If the data renders but the map performs poorly when the user interacts with it, clustering a GeoJSON point source or simplifying a vector tile source will help.

lukasmartinelli commented 8 years ago

@lukasmartinelli Geojson-VT is the client js library that renders GeoJSON as vector tiles. For very large GeoJSON data with a large number of features or attributes, the client web worker may run out of memory while loading the data into memory and render the vector tiles. Is this what you're seeing right now?

Exactly that happened when I last did memory profiling.. but Geojson-VT is impressive.

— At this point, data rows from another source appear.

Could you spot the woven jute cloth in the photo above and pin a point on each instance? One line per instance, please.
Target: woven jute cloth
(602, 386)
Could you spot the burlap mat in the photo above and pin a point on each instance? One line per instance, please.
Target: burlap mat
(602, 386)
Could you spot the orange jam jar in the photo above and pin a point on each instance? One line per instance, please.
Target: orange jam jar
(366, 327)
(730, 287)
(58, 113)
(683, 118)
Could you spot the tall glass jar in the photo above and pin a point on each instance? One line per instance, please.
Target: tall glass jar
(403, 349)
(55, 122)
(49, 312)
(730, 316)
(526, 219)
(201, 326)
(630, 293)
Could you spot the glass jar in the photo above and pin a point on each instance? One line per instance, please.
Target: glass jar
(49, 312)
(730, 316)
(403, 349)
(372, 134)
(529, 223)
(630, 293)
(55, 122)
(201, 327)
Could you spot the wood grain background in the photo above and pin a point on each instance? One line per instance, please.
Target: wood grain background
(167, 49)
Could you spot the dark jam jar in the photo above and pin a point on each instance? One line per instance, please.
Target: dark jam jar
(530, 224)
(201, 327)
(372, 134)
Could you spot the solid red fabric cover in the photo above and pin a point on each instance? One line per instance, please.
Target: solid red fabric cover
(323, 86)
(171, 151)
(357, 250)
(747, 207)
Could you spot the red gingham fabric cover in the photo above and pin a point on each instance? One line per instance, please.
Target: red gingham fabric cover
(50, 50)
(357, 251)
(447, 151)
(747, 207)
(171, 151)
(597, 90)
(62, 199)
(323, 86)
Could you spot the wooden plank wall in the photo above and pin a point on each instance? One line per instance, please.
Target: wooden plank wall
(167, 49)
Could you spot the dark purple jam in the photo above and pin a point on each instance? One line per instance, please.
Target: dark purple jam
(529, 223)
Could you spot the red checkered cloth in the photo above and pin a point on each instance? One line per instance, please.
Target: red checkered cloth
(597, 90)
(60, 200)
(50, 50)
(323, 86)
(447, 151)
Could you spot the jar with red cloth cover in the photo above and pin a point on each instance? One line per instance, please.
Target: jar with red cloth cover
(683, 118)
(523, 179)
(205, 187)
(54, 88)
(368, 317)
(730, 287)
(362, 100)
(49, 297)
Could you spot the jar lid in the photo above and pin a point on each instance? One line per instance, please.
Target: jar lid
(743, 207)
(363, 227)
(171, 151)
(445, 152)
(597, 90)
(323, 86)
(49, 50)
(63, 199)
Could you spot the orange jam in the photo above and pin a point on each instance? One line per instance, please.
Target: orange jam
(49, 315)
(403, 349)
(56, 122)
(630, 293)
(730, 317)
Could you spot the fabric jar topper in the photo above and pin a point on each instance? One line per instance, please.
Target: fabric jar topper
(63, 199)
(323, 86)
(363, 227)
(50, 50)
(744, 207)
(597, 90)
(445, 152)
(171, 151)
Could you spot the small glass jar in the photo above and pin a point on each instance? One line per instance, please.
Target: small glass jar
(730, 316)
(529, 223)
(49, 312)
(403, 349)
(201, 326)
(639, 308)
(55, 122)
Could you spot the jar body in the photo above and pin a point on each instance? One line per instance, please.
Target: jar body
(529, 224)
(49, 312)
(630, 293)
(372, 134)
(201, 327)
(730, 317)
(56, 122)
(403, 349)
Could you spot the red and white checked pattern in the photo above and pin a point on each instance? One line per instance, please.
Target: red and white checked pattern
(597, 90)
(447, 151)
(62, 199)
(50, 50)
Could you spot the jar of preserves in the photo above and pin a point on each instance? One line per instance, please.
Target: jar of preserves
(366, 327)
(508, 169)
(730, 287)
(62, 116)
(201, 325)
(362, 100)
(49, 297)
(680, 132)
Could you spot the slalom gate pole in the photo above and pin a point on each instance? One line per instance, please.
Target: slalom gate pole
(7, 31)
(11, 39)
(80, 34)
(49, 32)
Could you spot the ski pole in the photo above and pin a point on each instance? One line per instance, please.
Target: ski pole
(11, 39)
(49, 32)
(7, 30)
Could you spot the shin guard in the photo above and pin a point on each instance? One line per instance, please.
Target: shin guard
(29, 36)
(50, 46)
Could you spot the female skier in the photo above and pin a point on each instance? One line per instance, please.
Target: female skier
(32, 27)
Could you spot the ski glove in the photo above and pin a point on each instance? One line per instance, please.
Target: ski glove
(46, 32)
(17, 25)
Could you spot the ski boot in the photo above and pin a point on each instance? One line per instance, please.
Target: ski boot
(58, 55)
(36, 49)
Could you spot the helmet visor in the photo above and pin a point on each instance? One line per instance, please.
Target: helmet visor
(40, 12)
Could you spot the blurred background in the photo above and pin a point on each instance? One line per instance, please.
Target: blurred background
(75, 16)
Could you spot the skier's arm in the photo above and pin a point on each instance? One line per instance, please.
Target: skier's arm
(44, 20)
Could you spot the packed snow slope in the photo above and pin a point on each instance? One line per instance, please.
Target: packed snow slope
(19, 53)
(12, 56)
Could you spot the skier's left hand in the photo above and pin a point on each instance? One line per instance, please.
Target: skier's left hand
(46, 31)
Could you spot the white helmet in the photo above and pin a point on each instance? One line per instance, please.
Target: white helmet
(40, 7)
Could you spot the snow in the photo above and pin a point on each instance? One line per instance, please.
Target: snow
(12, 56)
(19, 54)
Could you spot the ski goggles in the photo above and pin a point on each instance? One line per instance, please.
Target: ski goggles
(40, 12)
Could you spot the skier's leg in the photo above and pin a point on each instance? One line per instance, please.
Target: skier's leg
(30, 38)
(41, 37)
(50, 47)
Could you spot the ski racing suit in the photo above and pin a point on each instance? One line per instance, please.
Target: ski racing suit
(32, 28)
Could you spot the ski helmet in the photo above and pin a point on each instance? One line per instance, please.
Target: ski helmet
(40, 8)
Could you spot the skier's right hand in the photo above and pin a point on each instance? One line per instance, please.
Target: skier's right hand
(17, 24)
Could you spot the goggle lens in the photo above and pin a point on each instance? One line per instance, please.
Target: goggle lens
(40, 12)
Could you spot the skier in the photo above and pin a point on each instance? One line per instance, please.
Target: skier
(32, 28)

If the data is geoJSON data is too big, a solution could be:

Chunk the data into several parts, and load as different sources into the client. Note that client memory is still the upper limit as to what the client can buffer and store VT's on the fly. Render Vector Tiles using a server-side tool such as Tippiecanoe or the Mapbox Uploads API.

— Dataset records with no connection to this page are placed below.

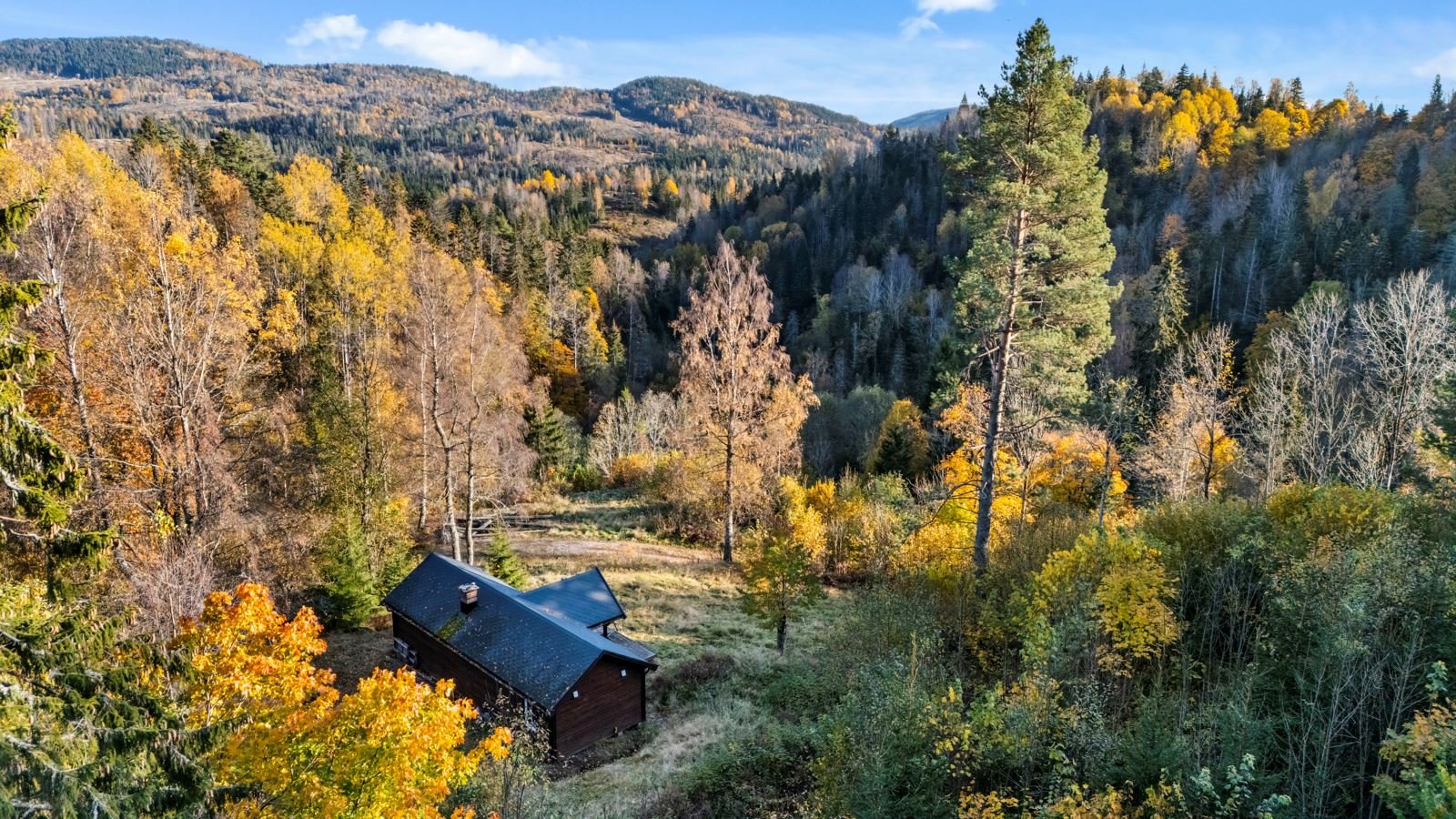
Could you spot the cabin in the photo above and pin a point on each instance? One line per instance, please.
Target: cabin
(550, 652)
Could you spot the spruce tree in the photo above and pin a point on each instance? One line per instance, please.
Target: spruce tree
(41, 479)
(903, 446)
(501, 561)
(1031, 293)
(85, 726)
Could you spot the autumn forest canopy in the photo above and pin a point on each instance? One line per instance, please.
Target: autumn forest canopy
(1085, 452)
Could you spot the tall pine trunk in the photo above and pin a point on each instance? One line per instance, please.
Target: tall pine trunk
(728, 499)
(1001, 361)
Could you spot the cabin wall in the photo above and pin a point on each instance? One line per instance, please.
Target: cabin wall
(606, 703)
(441, 662)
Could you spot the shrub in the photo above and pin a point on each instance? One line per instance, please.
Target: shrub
(683, 682)
(633, 470)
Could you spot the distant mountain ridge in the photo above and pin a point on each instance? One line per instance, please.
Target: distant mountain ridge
(450, 128)
(924, 120)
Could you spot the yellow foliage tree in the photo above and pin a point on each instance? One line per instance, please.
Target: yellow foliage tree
(392, 749)
(1273, 128)
(1118, 581)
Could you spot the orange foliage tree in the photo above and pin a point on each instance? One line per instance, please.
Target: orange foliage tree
(295, 745)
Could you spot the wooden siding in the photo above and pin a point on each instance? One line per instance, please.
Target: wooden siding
(441, 662)
(606, 703)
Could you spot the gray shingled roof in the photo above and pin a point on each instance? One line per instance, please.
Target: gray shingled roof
(584, 598)
(531, 649)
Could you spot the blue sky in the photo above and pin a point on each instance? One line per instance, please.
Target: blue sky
(877, 60)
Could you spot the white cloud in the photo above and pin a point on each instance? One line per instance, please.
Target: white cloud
(337, 31)
(465, 51)
(932, 6)
(1443, 65)
(914, 26)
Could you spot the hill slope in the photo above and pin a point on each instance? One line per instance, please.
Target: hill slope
(446, 128)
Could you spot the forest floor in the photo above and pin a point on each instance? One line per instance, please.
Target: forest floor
(681, 601)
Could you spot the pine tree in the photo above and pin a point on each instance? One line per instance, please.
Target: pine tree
(1169, 303)
(501, 561)
(349, 584)
(41, 479)
(85, 729)
(1031, 288)
(903, 446)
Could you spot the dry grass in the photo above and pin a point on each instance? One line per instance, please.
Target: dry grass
(684, 603)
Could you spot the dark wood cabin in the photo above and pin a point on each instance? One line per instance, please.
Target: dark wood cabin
(550, 652)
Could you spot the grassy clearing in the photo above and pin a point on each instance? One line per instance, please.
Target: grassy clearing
(603, 513)
(684, 603)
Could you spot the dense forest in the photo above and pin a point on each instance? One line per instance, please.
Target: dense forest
(1088, 453)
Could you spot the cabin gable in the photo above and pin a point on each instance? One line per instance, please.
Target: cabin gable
(608, 700)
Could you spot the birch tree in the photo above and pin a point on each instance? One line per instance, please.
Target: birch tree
(742, 404)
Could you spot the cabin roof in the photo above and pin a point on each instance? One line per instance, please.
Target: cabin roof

So if I want to fix this problem I could create the vector tiles on the Electron main process and then serve actual vector tiles to the chromium client? Essentially a PostGIS to vector tile tileserver on demand like tessera. I could then use PostGIS to ensure that not too much is loaded at once (or at least in the possibilities of vector tiles).

What do you think about that?

Serving the GeoJSON is not ideal - was just my quickest hack so far. And I was impressed that the client can handle the 100MB file.

The idea with the multiple sources is a nice one! I was astonished before that by having multiple sources I can display much more what is otherwise possible by having a single source for displaying millions of points - and now you explained the reason 👍

If you are already here and know a lot about Mapbox GL JS. I have a question if you don't mind 😁 Now the batch API is gone in Mapbox GL JS in the latest release (which I use in PostGIS editor as well).

How should batch updates to a style be done in the newest version? Is that now done internally automatically and we don't have to worry?

ryanbaumann commented 8 years ago

@lukasmartinelli Yep, batch updates are done automatically since GL JS v0.17

So if I want to fix this problem I could create the vector tiles on the Electron main process and then serve actual vector tiles to the chromium client? Essentially a PostGIS to vector tile tileserver on demand like tessera. I could then use PostGIS to ensure that not too much is loaded at once (or at least in the possibilities of vector tiles).

:+1: Sounds solid. Mapbox GL JS can handle almost any data size sourcing from Vector Tiles.